После второго круга Куонеб сказал Рольфу:
— Швырни в неё чем-нибудь. Надо её согнать на землю.
Рольф с детства умел метко бросать камни, но все они были скрыты под снежной толщей. Однако неподалёку из-под скалы бил незамерзающий ключ, и снег вокруг него весь пропитался водой. Рольф слепил увесистый снежок и изо всей мочи запустил им в пуму. По воле случая крепкий шар угодил ей прямо в нос, так что она от удивления спрыгнула с развилки.
Скукум сразу же подскочил к ней, но небрежная оплеуха заставила его запеть другую песню, а пума тем временем большими скачками исчезала из виду. Неустрашимый Скукум ринулся за ней, визжа и лая как безумный.
Пуме он так надоел, что она вспрыгнула на невысокое дерево — вовсе не от страха, а от желания избавиться от назойливого пса, но Скукум тотчас проложил вокруг дерева утоптанную собачью тропу.
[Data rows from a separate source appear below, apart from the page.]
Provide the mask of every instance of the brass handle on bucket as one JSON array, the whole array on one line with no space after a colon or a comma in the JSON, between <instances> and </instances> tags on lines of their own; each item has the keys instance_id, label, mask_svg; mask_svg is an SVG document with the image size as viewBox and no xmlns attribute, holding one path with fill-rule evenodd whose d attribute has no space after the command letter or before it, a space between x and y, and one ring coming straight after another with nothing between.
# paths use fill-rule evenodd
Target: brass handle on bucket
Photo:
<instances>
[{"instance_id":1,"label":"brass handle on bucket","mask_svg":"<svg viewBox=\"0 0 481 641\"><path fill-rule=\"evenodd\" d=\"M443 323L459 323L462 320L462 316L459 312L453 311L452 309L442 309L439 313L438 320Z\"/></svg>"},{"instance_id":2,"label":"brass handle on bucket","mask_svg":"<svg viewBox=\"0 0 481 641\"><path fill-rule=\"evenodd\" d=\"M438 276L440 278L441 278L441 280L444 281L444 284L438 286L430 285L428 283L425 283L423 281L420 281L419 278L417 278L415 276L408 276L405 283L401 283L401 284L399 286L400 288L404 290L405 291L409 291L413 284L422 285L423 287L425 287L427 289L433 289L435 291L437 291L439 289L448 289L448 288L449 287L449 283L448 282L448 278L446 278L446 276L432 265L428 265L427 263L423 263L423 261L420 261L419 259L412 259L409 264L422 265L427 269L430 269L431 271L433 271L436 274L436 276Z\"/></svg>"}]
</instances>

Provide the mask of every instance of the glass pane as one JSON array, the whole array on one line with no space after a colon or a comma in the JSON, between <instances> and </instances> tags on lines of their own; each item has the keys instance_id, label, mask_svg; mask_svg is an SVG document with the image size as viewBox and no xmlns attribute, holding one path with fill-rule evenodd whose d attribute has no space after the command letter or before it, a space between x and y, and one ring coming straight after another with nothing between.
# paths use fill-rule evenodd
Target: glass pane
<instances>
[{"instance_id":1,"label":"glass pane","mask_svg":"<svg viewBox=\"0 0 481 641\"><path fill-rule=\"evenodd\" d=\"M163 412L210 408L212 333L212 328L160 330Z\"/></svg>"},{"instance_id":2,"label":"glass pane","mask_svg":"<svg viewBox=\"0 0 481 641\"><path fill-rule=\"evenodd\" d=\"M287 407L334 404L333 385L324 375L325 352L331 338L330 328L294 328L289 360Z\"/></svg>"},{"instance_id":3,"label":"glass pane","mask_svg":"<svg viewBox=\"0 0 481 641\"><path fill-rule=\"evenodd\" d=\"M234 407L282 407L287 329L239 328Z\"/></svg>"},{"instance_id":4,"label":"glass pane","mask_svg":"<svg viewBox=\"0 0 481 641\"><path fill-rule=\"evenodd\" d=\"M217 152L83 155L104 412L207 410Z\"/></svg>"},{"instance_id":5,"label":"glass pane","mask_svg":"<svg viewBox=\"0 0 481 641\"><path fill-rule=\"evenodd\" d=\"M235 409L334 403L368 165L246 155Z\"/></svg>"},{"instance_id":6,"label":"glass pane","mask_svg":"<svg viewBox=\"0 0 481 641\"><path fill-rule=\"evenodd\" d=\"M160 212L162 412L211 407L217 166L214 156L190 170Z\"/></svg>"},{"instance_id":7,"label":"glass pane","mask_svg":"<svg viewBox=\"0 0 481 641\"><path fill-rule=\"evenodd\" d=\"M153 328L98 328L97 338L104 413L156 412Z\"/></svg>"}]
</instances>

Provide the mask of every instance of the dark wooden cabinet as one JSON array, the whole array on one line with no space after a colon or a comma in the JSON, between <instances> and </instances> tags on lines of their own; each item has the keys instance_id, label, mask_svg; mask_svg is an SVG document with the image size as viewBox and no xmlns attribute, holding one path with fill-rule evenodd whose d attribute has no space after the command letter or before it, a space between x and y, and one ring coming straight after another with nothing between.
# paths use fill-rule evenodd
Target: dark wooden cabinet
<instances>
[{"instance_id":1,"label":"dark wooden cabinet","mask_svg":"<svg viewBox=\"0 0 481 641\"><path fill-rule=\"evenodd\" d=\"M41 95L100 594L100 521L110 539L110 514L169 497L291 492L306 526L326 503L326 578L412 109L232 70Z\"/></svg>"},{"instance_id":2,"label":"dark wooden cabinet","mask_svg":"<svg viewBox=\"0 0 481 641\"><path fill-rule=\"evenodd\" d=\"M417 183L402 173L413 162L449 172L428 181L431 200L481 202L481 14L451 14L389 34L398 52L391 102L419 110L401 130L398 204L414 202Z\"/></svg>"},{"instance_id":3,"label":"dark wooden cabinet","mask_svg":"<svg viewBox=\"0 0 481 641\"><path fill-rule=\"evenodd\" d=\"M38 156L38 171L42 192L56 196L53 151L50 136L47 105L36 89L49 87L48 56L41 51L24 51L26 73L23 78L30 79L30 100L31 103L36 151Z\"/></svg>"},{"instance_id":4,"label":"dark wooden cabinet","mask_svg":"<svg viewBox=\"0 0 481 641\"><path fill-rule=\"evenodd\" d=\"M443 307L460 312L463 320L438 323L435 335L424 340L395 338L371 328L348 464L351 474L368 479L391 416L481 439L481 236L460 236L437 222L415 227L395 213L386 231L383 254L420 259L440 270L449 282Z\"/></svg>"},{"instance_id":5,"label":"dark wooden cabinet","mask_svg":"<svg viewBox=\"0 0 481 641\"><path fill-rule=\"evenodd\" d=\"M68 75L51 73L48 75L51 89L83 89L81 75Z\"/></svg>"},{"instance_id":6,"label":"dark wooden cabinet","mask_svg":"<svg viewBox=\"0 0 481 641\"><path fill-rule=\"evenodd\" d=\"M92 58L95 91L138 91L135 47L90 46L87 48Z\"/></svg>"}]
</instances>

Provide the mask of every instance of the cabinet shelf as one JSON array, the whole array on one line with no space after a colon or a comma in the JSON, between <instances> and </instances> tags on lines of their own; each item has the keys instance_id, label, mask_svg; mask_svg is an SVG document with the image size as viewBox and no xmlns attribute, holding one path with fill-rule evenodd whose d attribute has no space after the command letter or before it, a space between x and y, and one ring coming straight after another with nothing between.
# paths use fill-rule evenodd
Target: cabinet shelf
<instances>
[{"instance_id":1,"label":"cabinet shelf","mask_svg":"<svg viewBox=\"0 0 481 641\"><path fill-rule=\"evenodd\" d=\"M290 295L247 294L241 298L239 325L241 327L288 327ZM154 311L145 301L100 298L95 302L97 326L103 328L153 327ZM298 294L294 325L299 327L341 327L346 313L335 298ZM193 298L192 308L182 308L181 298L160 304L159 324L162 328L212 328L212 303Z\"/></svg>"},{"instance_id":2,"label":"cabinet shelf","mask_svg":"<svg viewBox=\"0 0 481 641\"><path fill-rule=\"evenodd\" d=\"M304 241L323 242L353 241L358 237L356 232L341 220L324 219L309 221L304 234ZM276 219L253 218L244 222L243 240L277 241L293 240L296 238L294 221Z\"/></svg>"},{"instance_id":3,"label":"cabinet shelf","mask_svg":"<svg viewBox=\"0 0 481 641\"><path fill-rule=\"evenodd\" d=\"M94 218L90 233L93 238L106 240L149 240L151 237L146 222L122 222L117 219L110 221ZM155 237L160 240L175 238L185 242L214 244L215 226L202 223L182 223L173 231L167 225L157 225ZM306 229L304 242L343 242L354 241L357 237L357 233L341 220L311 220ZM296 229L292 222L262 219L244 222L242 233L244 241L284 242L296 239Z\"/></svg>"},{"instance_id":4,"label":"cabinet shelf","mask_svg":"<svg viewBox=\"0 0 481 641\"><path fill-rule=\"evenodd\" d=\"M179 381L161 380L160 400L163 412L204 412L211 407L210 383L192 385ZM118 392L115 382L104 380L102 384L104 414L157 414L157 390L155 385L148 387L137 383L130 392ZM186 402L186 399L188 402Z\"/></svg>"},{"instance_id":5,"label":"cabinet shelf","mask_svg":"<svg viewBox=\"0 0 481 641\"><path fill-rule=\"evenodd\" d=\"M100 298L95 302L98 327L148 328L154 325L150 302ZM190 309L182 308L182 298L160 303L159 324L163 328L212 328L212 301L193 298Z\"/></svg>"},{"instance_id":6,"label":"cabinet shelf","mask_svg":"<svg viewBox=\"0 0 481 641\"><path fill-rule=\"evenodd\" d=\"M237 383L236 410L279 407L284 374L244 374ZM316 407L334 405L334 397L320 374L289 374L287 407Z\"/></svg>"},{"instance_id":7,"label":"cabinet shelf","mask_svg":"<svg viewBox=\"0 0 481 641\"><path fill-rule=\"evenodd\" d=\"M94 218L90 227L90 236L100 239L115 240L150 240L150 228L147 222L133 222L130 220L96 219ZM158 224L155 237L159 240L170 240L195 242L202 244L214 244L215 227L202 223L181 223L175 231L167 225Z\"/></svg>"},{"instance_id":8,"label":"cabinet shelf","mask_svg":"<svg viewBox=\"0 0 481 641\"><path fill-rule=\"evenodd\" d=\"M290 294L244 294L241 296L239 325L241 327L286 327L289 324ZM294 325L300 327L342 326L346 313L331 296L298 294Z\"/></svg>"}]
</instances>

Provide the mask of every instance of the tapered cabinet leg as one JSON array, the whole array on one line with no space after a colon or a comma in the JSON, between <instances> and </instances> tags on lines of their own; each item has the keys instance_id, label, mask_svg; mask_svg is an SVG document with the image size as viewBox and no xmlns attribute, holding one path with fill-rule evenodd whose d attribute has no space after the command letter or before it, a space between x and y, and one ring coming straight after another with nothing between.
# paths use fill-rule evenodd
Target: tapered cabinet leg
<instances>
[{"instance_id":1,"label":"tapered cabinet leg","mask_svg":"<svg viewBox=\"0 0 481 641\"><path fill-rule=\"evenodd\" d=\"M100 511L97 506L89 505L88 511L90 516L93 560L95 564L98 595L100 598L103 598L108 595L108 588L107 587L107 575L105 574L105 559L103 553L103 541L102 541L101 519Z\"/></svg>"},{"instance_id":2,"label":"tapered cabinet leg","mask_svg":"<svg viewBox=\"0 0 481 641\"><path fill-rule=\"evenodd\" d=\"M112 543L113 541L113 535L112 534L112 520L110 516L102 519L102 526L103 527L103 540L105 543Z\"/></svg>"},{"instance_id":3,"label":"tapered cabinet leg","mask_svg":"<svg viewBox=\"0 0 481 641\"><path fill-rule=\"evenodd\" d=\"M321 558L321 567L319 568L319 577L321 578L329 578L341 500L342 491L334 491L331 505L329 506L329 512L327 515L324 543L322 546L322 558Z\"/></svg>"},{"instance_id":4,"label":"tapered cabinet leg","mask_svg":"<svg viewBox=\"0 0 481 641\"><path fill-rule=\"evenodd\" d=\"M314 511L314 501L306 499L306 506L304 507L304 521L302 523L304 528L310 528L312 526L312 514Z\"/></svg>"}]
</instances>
Теперь охотники соблюдали большую осторожность: двигались бесшумно и прятались за стволами. Пума была всецело поглощена наглым поведением неведомого зверька и не заметила, как Куонеб подошёл совсем близко, положил ствол ружья на сук, прицелился и выстрелил. Когда дым рассеялся, они увидели, что пума лежит на спине, судорожно дёргая лапами. Скукум храбро вцепился ей в хвост. «Моя пума! — казалось, восклицал он. — Где уж вам без меня!»
Пума в оленьем загоне — тот же волк в овчарне. До конца зимы она, возможно, перебила бы всех оленей на этом болоте, хотя съесть не смогла бы и десятой их части. Таким образом, эта охота оказалась удачной и для оленей, а не только для Куонеба. Выделанная же великолепная шкура в последующие годы занимала немало почётных мест.
43. День отдыха в лесу
Рольф старался соблюдать воскресенье, как учила его мать, и Куонеб не возражал. Любопытно, что краснокожие были куда более терпимы к верованиям белых, чем белые — к их.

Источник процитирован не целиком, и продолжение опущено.